Roshan Ghimire is a student member of SAJA. He recently graduated from University of the District of Columbia with a degree on Mass Media.
Aamir Khan, India’s internationally acclaimed actor/director was honored last month with the American Abroad Media Award for his successful effort to create awareness on India’s social problem through popular T.V. show “Satyamay Jayate” (Truth Alone Prevails). His T.V. program has an estimated viewership of 800 million worldwide.
Giving his acceptance speech at the Mellon Auditorium in Washington D.C, Khan said, “I have no idea how the work that we started back home would interest somehow outside India.”
Launched in 2012, the Sunday morning talk show tackles India’s pressing social problems like forced abortions of unborn girls, sexual assault, alcoholism and domestic violence. Khan said, the combination of his team's expertise in social issues and the capability to transform that expertise into the visual story is the reason behind his show’s success.
“Me and my friends are trying to do this show with love, because we feel we are part of the problem, and we are also part of the solution.” said Khan. His director wife, Kiran Rao, accompanied him to last month's ceremony. Last year, Khan was featured on the cover of TIME Magazine and was later selected as one of TIME Magazine’s 100 most influential people of 2013.
American Abroad Media (AAM) also honored Kathryn Bigelow, an Oscar winning film director and producer, last night for her stunning portrayal of characters and conflicts in her movies.

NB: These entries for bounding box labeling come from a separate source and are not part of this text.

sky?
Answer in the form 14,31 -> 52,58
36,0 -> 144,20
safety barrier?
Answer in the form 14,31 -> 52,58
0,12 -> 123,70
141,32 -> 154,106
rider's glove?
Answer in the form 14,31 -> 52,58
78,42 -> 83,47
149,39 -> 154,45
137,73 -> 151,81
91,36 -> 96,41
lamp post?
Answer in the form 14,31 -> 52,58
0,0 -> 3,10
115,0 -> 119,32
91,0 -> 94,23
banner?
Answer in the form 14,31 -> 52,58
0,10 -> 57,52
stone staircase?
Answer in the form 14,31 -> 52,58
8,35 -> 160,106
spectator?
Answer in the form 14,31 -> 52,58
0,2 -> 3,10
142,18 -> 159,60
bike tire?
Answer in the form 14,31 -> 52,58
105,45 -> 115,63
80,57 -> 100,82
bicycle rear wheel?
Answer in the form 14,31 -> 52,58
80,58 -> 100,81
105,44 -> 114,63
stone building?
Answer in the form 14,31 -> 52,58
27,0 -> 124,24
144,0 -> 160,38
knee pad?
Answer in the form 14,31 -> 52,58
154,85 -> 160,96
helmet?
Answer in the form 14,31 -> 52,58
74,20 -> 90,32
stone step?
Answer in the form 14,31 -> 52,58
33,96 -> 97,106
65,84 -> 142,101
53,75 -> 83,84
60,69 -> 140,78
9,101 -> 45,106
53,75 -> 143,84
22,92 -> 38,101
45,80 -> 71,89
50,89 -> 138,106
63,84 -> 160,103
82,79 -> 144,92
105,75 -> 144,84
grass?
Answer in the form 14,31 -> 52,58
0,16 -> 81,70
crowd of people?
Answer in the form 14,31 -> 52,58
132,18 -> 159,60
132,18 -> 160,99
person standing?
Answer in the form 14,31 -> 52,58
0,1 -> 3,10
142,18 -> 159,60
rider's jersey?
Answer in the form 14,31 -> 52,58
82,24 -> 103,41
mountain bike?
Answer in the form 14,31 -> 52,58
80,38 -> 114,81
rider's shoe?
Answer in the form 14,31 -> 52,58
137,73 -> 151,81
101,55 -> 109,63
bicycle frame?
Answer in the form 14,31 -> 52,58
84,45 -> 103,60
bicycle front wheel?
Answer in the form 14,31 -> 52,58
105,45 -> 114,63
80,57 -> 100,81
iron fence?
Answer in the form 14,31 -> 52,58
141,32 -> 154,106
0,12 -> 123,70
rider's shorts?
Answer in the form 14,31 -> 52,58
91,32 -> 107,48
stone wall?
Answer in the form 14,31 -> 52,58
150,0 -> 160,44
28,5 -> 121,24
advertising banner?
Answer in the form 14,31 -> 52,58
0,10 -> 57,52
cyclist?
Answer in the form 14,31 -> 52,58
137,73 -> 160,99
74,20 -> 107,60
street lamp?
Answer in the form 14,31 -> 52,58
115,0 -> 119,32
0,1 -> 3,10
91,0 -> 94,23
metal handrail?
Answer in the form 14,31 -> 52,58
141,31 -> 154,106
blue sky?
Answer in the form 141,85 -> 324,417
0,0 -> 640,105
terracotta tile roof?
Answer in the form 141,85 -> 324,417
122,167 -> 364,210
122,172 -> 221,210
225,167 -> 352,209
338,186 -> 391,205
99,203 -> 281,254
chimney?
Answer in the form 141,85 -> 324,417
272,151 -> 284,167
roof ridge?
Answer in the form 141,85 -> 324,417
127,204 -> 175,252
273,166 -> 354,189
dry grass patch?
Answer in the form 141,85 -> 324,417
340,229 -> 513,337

Bigelow is the director of “Hurt Locker”, a 2008 American war drama about a three-man bomb squad during the Iraq war, and “Zero Dark Thirty”, which chronicled America’s decade long man hunt for Osama Bin Laden. Bigelow is the first woman to win an Oscar for Best Director for "The Hurt Locker” in 2008.
International Center for Nonviolent Conflict (ICNC) was also honored during the event for producing an award winning documentaries on the role of non–violent resistance in promoting democratic change and justice.